Rex Narraway checks out a new form of encoder that one day might challenge the role of traditional mechanical and optical devices

Over the past few years, there has been a trend towards using digital techniques in the design of motion control systems. This is due to their ability to provide accurate and more complex control functions. In addition to their performance in the control function, digital systems do not normally require any manual adjustment when running in the field.

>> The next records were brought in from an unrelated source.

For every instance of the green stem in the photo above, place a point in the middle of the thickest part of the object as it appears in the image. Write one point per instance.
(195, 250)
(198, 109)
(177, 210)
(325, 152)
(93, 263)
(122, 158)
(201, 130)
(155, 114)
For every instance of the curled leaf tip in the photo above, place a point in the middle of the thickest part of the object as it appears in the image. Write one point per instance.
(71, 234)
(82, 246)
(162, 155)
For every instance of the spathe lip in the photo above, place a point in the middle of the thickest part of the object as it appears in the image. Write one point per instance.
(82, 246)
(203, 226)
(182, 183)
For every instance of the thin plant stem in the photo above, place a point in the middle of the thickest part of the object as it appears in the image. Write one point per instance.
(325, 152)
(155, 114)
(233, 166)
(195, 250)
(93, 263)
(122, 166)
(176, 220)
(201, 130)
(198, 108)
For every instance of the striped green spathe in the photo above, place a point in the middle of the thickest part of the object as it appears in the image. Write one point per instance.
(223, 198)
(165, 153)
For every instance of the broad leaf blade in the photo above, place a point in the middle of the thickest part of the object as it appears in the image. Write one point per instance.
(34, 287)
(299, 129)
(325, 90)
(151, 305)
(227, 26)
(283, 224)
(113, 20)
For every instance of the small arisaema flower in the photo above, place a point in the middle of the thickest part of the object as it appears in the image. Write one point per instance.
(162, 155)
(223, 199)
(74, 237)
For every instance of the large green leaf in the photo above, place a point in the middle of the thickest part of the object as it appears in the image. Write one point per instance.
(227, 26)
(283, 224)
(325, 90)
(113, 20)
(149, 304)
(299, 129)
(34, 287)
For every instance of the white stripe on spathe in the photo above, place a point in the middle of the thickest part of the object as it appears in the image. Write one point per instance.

Such benefits are encouraging designers to select components which are fully compatible with digital techniques: a move that is having an influence on sensor technology. In particular, mechanical encoders are now often specified for use in motion control in preference to optical versions, especially when due consideration is placed on the susceptibility of the latter to oil mist and dust. To meet these demands, Los Angeles based Spectrol Electronics is now exploiting so-called Silver-in-Glass (SIG) sensor technology in the design of its latest ruggedised encoders and potentiometers.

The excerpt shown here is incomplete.